I'm often asked by my friends and clients whether it's better to exercise on an empty stomach. The idea of burning excess fat through fasted exercise, particularly in the early morning, is a common topic of interest.

But is it truly beneficial to jump into a workout without having breakfast? The answer, as you might expect, isn't a simple 'yes' or 'no.' It depends on various factors, including the type and duration of exercise, your fitness goals, typical dietary habits, and the duration of your fasting period.

In this blog post, we'll delve into the pros and cons of exercising in different states, aiming to provide insights that will serve as practical guidelines for your fitness routine. Let’s start by understanding the underlying mechanisms.

Metabolic Impact of Fasting as it Relates to Exercising:

Our bodies store energy in various forms, including glycogen from carbohydrates and fat. When we exercise, the body draws on these stores for fuel. Drawing energy from muscles is much harder to do and is often a last resort for your body.

Fasted exercise, typically occurring after a 10-14 hour fasting period, prompts the body to rely more on fat for fuel. The body turns to stored fat for energy since glycogen levels are lower. This can enhance fat burning during the workout. Additionally, exercising in a fasted state further improves glucose balance and insulin sensitivity, which is a desirable end goal for anyone looking to achieve improved health outcomes.

On the other hand, exercising after eating means there's readily available glycogen for energy, which can be helpful for longer or more intense workouts. Caution, though; eating too close to exercise time may also lead to discomfort and indigestion, as many of you will have personally experienced.

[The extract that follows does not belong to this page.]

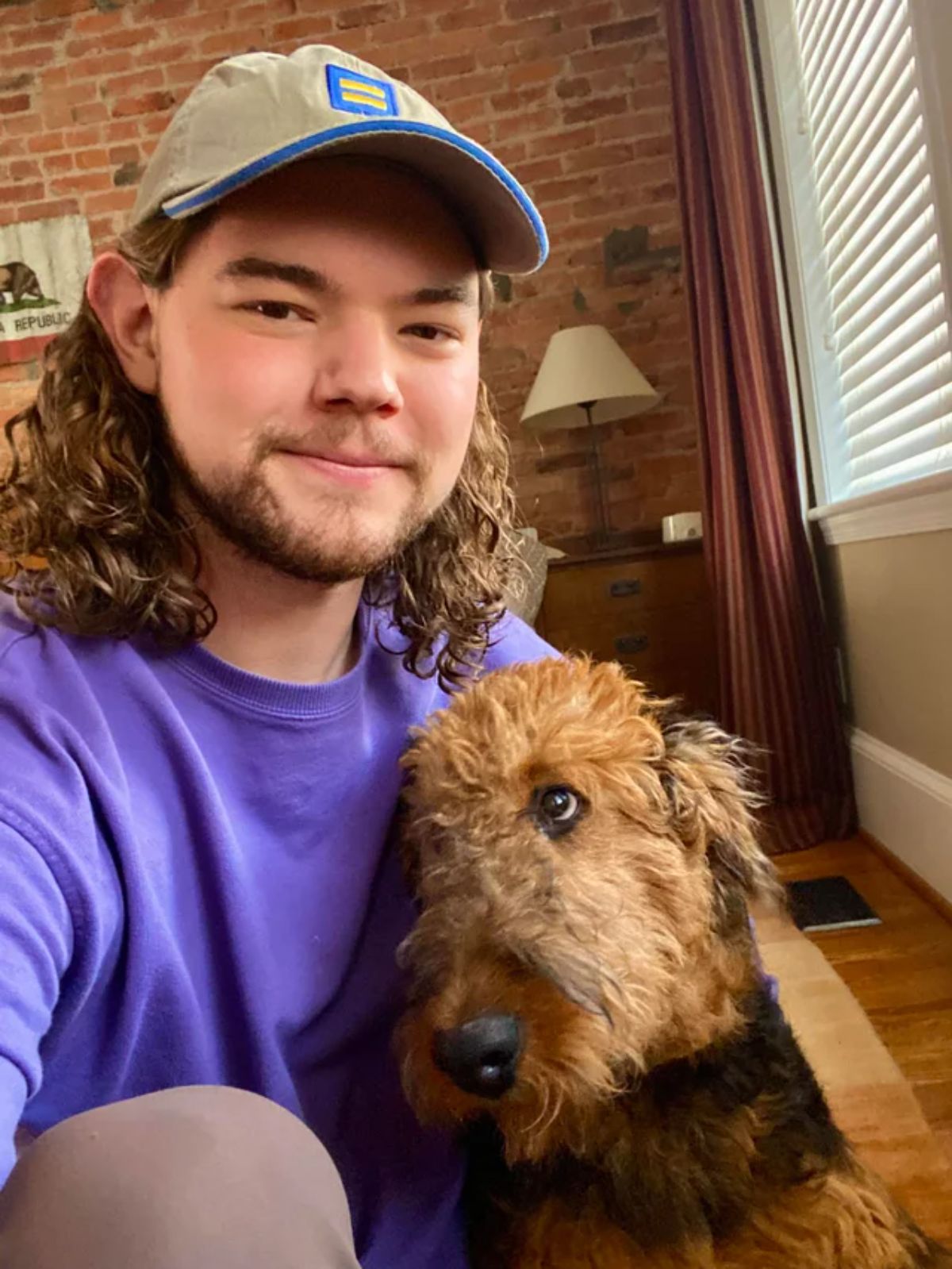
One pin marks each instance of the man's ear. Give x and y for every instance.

Weight Loss or Muscle Building?

Exercising while fasted seems to be a helpful lever for weight loss, especially in the form of fat loss. However, note that this is only true for workouts that are on the shorter, less intense side, like a 30-minute run or an hour’s Pilates session. High-intensity or extended training sessions may benefit from sufficient glycogen stores to get the best performance and protect against over-exhaustion.

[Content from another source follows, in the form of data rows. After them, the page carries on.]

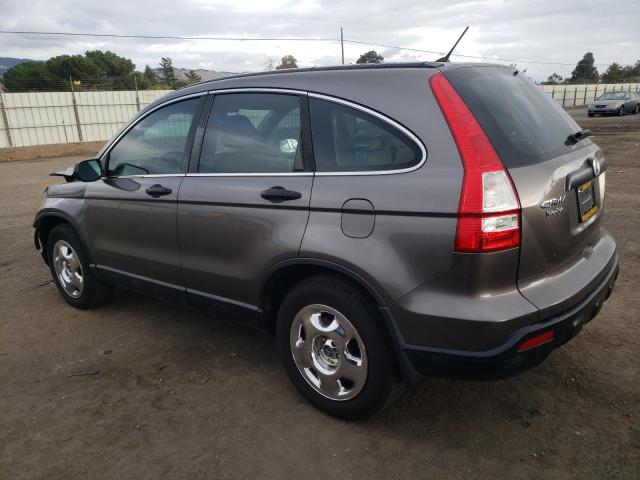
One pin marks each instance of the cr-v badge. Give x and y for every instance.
(553, 206)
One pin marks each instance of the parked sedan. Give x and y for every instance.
(614, 103)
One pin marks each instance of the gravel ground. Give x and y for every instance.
(143, 389)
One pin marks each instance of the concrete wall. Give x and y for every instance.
(49, 118)
(580, 95)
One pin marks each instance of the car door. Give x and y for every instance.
(131, 211)
(244, 206)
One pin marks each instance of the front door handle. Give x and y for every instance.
(280, 194)
(158, 190)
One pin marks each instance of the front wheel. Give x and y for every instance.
(334, 349)
(70, 270)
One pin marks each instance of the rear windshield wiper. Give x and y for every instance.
(581, 135)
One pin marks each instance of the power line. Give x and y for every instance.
(280, 39)
(461, 55)
(175, 37)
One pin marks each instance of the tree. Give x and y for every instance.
(288, 61)
(554, 79)
(32, 76)
(585, 70)
(192, 77)
(150, 75)
(167, 74)
(370, 57)
(95, 69)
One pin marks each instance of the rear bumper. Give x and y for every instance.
(603, 110)
(505, 360)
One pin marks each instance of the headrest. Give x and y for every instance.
(237, 131)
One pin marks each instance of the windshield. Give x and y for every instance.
(612, 96)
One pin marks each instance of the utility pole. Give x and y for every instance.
(75, 109)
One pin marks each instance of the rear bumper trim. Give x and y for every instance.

If your goal is to build muscle, then ensuring a sufficient intake of protein and nutrient-dense foods throughout the day is essential to aid in the repair and recovery of muscles post-workout. Fasting in this instance, if you do not have excess fat stores, will mean that you will be tapping into your muscle stores, defeating the point of working out for muscle-building. So, eating before strength training is a personal preference, but eating high-protein foods afterward is a must for great results.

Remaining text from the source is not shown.